Epithelial cells often leave their tissue context and ingress to form new cell types or acquire migratory ability to move to distant sites during development and tumor progression. Cells lose their apical membrane and epithelial adherens junctions during ingression. However, how factors that organize apical-basal polarity contribute to ingression is unknown.
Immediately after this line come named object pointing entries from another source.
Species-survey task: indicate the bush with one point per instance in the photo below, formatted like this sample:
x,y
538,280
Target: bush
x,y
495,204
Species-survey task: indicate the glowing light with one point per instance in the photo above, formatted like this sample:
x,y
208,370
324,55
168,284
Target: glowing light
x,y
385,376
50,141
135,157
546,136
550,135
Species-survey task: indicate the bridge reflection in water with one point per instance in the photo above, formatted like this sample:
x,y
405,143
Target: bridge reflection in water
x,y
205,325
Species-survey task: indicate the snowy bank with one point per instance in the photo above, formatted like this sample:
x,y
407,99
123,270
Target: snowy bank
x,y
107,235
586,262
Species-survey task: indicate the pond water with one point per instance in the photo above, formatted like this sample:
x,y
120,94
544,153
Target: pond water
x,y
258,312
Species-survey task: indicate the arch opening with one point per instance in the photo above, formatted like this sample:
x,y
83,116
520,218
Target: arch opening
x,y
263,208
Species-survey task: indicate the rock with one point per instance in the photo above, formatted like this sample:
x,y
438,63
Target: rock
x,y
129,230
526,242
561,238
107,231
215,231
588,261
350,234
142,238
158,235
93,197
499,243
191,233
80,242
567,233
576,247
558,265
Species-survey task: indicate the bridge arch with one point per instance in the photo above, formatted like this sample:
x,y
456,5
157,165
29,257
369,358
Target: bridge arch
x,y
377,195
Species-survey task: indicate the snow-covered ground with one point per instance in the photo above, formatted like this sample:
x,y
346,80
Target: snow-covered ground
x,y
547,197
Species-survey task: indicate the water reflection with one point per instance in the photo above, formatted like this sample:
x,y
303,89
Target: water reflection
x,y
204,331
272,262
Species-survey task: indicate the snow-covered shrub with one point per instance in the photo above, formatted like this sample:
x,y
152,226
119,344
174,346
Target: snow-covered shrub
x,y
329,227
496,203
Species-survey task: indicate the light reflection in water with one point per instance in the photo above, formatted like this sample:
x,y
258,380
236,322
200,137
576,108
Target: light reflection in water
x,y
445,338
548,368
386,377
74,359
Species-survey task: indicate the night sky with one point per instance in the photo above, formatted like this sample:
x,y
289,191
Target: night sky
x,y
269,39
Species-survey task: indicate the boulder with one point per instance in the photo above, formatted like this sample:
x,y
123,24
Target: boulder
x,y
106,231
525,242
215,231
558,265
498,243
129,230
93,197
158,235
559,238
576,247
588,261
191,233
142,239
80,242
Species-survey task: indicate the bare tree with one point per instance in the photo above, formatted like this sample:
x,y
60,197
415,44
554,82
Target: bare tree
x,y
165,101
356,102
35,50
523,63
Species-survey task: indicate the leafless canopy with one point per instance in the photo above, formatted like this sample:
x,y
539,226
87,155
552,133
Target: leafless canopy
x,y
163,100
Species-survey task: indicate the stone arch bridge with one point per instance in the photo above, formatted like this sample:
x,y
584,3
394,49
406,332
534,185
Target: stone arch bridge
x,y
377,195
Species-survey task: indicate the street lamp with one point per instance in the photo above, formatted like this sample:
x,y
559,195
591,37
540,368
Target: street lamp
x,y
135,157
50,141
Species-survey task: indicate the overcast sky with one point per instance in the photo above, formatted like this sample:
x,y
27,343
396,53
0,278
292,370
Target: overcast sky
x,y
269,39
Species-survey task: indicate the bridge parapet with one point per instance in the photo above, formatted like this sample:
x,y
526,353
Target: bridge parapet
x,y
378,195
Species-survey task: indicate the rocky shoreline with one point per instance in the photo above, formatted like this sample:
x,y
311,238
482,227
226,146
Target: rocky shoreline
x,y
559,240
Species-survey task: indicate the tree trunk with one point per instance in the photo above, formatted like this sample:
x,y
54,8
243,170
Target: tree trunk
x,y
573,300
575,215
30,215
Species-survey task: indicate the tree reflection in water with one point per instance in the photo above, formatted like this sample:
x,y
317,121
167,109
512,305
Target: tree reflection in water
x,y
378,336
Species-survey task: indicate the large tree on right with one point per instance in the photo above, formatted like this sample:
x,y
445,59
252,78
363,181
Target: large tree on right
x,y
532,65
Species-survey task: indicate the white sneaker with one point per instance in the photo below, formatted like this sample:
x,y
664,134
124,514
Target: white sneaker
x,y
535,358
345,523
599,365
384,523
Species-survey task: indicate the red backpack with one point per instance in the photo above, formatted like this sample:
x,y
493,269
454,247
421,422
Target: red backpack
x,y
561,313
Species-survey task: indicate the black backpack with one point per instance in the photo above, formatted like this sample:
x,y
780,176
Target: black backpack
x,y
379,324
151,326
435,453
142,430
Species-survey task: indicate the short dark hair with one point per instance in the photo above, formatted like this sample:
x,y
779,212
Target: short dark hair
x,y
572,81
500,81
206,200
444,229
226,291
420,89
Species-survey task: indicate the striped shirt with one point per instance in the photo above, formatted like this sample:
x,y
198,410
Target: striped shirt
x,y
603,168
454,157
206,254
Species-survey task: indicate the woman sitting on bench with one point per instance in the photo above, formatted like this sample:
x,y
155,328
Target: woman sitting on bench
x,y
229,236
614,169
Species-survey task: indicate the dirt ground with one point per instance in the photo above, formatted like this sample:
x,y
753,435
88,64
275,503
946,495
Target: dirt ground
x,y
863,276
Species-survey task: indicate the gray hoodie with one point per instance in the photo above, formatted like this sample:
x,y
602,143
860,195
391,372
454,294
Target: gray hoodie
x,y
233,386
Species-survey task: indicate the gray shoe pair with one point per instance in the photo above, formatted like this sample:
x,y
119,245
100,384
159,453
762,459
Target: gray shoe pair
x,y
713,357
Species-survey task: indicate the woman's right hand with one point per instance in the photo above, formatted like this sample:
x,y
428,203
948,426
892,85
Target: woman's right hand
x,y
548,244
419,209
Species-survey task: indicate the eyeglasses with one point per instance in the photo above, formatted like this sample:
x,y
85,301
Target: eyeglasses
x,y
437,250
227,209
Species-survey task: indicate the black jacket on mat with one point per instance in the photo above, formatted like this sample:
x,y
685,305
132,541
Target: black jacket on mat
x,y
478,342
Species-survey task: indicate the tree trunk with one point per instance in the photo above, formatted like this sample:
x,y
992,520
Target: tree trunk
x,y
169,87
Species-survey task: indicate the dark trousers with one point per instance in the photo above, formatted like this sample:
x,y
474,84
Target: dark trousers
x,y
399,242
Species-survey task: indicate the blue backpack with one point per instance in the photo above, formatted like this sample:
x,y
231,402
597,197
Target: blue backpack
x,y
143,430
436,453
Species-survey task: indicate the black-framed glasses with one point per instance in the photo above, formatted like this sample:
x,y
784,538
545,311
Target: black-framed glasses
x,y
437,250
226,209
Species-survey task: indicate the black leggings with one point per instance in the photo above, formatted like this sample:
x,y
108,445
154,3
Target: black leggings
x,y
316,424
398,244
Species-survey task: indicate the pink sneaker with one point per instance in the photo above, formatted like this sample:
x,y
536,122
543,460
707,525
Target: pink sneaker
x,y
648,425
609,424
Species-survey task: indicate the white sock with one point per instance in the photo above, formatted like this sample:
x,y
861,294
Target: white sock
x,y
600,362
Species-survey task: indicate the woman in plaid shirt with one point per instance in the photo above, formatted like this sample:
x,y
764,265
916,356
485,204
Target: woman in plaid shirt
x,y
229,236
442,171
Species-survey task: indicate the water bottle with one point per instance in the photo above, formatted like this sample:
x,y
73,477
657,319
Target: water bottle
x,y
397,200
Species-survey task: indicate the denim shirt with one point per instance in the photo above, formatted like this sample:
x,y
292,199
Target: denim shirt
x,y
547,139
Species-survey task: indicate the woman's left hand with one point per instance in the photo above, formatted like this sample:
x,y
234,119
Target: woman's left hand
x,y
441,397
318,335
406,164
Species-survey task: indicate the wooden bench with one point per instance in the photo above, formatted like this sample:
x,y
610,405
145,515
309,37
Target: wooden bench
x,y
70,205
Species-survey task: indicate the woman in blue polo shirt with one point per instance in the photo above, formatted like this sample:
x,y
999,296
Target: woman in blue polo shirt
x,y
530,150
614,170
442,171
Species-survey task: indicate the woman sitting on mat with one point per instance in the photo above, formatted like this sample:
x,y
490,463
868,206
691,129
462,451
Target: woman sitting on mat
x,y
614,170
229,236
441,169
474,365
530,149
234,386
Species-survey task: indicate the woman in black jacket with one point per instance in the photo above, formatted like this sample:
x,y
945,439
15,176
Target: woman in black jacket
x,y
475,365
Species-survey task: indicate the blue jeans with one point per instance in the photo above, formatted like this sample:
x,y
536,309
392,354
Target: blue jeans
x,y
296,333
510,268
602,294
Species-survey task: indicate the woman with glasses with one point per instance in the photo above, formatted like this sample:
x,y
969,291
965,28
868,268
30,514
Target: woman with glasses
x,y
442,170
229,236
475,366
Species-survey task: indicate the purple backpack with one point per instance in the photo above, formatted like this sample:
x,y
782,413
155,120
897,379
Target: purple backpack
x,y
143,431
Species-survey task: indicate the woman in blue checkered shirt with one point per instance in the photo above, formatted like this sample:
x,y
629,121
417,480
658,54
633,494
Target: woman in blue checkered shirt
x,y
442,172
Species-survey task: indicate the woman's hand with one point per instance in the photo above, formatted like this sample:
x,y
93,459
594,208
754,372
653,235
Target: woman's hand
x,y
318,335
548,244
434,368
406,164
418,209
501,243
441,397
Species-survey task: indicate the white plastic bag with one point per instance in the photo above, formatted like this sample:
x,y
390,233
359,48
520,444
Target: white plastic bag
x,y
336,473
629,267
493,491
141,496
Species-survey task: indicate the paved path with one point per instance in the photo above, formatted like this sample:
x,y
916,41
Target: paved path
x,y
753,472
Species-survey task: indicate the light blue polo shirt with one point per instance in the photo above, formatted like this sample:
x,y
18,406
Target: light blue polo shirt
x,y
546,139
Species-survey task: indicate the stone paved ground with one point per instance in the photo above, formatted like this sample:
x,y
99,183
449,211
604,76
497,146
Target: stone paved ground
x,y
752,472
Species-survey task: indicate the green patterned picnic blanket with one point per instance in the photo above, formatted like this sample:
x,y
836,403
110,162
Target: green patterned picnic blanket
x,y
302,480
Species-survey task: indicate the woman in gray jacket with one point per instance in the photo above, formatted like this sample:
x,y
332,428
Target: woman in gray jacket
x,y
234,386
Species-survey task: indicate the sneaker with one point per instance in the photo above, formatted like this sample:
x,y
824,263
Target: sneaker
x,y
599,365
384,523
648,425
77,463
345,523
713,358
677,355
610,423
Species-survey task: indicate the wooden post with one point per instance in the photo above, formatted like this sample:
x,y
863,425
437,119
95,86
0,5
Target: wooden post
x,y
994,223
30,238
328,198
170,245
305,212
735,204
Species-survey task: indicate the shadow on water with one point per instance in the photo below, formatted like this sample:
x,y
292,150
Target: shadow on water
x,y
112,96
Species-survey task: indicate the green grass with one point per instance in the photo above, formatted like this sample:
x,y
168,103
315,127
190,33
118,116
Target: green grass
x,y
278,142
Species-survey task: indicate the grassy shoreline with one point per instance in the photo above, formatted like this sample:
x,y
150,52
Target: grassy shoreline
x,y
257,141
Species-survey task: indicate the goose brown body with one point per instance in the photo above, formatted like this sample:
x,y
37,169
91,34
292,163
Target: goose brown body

Here, we show that the dynamic regulation of the apical Crumbs polarity complex is crucial for normal neural stem cell ingression. Crumbs endocytosis and recycling allow ingression to occur in a normal timeframe. During early ingression, Crumbs and its complex partner the RhoGEF Cysts support myosin and apical constriction to ensure robust ingression dynamics. During late ingression, the E3-ubiquitin ligase Neuralized facilitates the disassembly of the Crumbs complex and the rapid endocytic removal of the apical cell domain. Our findings reveal a mechanism integrating cell fate, apical polarity, endocytosis, vesicle trafficking, and actomyosin contractility to promote cell ingression, a fundamental morphogenetic process observed in animal development and cancer.